As technology advances so energy efficiency often improves.  In the future, this may significantly impact on the energy intensity of a given standard of living.  Microcomputers tele-commuting and bio-engineered materials may replace or improve the efficiency of some energy intensive technologies such as transport and materials production. 

But the very commercialisation of these products and processes depends on demand for them.  This increased demand may well result in more rather than less overall demand for energy.  Whatever new sources of energy are chosen they will need to provide a high ratio of energy to each tonne of carbon dioxide producing materials used in energy production/collection.  This may rule out wind in most locations and some types of solar power.  Perhaps geothermal power or biomass offers a way forward.

Developing economies need energy at the lowest available cost.

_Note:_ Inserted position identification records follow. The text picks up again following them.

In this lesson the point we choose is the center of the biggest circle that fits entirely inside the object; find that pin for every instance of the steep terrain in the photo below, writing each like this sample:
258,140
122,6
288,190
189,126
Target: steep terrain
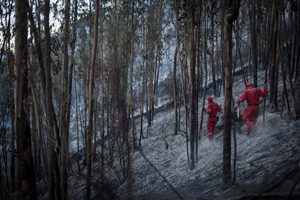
269,157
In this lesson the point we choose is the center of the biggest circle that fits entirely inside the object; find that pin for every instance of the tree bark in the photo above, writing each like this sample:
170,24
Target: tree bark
26,179
192,82
65,96
91,103
232,11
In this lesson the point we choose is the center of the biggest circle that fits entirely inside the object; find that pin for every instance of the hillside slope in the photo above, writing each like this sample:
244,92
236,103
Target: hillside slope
264,159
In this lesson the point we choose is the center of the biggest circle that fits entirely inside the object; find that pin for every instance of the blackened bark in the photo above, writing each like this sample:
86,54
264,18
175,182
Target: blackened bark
26,179
232,11
192,82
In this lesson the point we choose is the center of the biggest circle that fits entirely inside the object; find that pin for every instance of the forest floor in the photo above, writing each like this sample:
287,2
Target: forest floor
267,166
267,161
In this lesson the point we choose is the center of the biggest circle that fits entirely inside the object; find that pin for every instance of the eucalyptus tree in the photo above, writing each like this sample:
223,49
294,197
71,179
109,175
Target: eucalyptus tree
231,14
65,96
26,174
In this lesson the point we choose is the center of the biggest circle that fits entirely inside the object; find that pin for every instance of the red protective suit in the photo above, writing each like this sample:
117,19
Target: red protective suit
252,95
212,110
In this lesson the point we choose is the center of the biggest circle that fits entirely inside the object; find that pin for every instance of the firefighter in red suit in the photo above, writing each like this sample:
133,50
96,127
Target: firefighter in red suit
212,110
252,95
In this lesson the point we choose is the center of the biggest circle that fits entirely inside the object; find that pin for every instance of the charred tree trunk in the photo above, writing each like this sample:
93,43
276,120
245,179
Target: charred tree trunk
91,103
65,96
232,11
175,92
26,175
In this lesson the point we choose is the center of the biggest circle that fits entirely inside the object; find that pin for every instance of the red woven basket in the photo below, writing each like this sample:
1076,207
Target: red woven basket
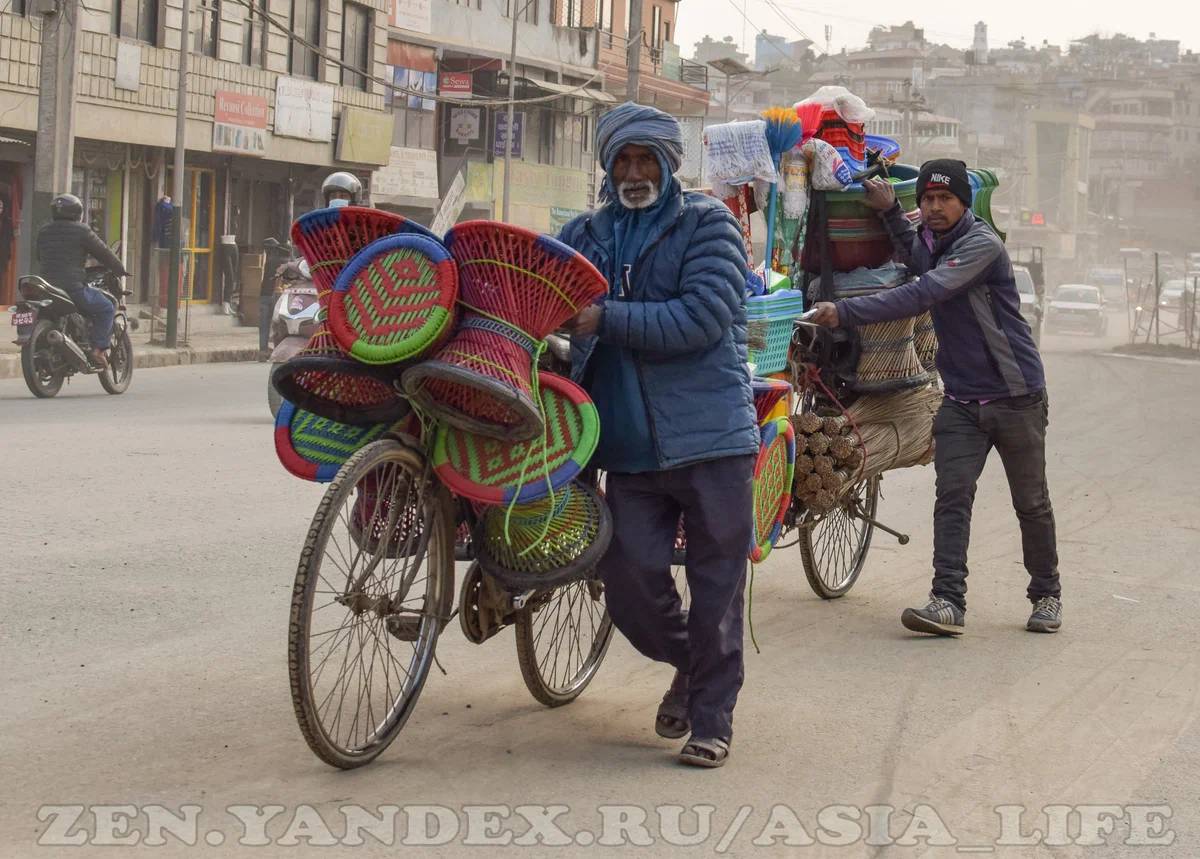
327,382
515,287
329,238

Coal and oil will remain a low cost fuels, available to meet the planet's energy needs for many decades into the future.  In the absence of a cheap clean source of energy, it seems certain that burning coal and other fossil fuels will continue to supply most of the energy needs of the planet's expanding population.  These fuels will remain essential for the production of food, textiles and building materials for that population and for their transport and distribution into the foreseeable future. 

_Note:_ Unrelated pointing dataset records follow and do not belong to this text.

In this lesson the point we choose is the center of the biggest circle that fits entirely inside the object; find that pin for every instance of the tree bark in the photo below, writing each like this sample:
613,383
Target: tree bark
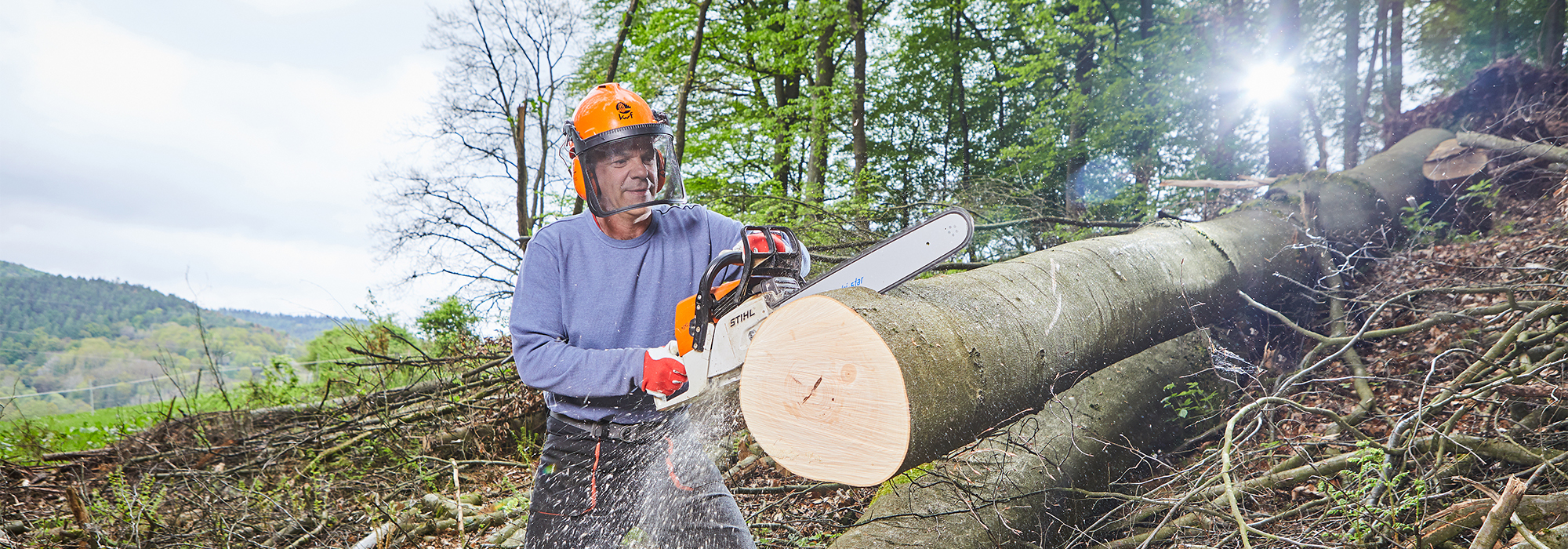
858,104
524,220
855,387
620,42
1395,70
816,189
1553,35
1000,492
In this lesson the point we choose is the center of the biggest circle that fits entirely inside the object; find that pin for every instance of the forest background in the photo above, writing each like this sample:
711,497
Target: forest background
852,120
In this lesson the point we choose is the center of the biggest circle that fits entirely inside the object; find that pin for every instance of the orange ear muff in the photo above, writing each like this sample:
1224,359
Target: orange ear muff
578,180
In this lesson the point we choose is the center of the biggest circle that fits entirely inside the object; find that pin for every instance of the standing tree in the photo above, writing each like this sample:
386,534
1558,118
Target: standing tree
1287,155
495,122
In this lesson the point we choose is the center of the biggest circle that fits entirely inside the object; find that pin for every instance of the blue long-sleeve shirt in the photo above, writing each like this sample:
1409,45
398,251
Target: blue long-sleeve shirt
587,307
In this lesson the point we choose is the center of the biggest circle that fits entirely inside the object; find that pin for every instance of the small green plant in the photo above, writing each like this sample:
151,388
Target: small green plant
1191,402
1403,496
1483,192
1418,224
449,324
137,506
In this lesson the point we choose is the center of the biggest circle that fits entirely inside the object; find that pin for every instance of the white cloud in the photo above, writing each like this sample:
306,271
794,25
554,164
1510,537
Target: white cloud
129,153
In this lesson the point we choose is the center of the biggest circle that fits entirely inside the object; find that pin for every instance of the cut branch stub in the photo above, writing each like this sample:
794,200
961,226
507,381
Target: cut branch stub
1453,161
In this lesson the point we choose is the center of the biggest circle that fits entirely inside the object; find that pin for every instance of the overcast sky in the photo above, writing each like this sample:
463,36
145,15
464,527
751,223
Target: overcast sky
216,150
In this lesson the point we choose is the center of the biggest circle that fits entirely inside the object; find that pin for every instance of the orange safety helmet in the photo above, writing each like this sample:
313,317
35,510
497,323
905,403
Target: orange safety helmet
622,153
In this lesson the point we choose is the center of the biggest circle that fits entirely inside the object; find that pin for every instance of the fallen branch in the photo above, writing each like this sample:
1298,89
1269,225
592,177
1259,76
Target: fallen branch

Thus production of greenhouse gasses will continue to rise. In the face of this reality we must develop a range of strategies to cope with the outcomes.

Large point source generators such as power stations, metallurgical and cement plants offer the potential to concentrate and dispose of carbon dioxide.

Many disposal ideas have been suggested, including pumping it into the deep oceans and into underground mineral seams.  Sequestration is problematic in all but a few locations (eg over empty oil wells). It could be very costly and require significant additional energy. The environmental impact is presently unknown; for example large scale use may result in the release of already absorbed CO2 or trapped methane.

Increased biological conversion, employing sunlight to reduce the gasses back to carbon seems to be the only process that could be employed on a large enough scale to make a difference. Faster growing and harvesting of C4 plants for materials that will not be burnt (eg for paper or timber for construction) could fix more atmospheric carbon.  Planting more trees has been accepted internationally as a means of earning greenhouse carbon credits but this only works if the area under forest increases and when harvested the timber is not subsequently burnt.  Some food crops might be genetically modified to behave like high CO2 absorbing C4 plants. Recent work with GM rice could offer the potential of considerable gains in yield using CO2 enrichment.

Recycling can extend the useful life of plant fibres. Carbon rich materials like paper, garden waste, agricultural materials and even sewage sludge might be preferentially buried in large landfills or open cut mines (from which methane may be obtained as fuel) rather than employing incineration.  This would complete the cycle back to underground carbon deposits or to create new soil for agriculture. Assisted higher absorption of carbon dioxide by crops could minimise the greenhouse effect.

But preliminary ideas on how carbon dioxide might be economically cleaned and distributed for agricultural purposes, and what crops would give the maximum economic benefit to such a project, still need to be proven. 

Some of these methods may give us time, time to find better solutions to world energy needs.  We need to trial a number of these ideas now.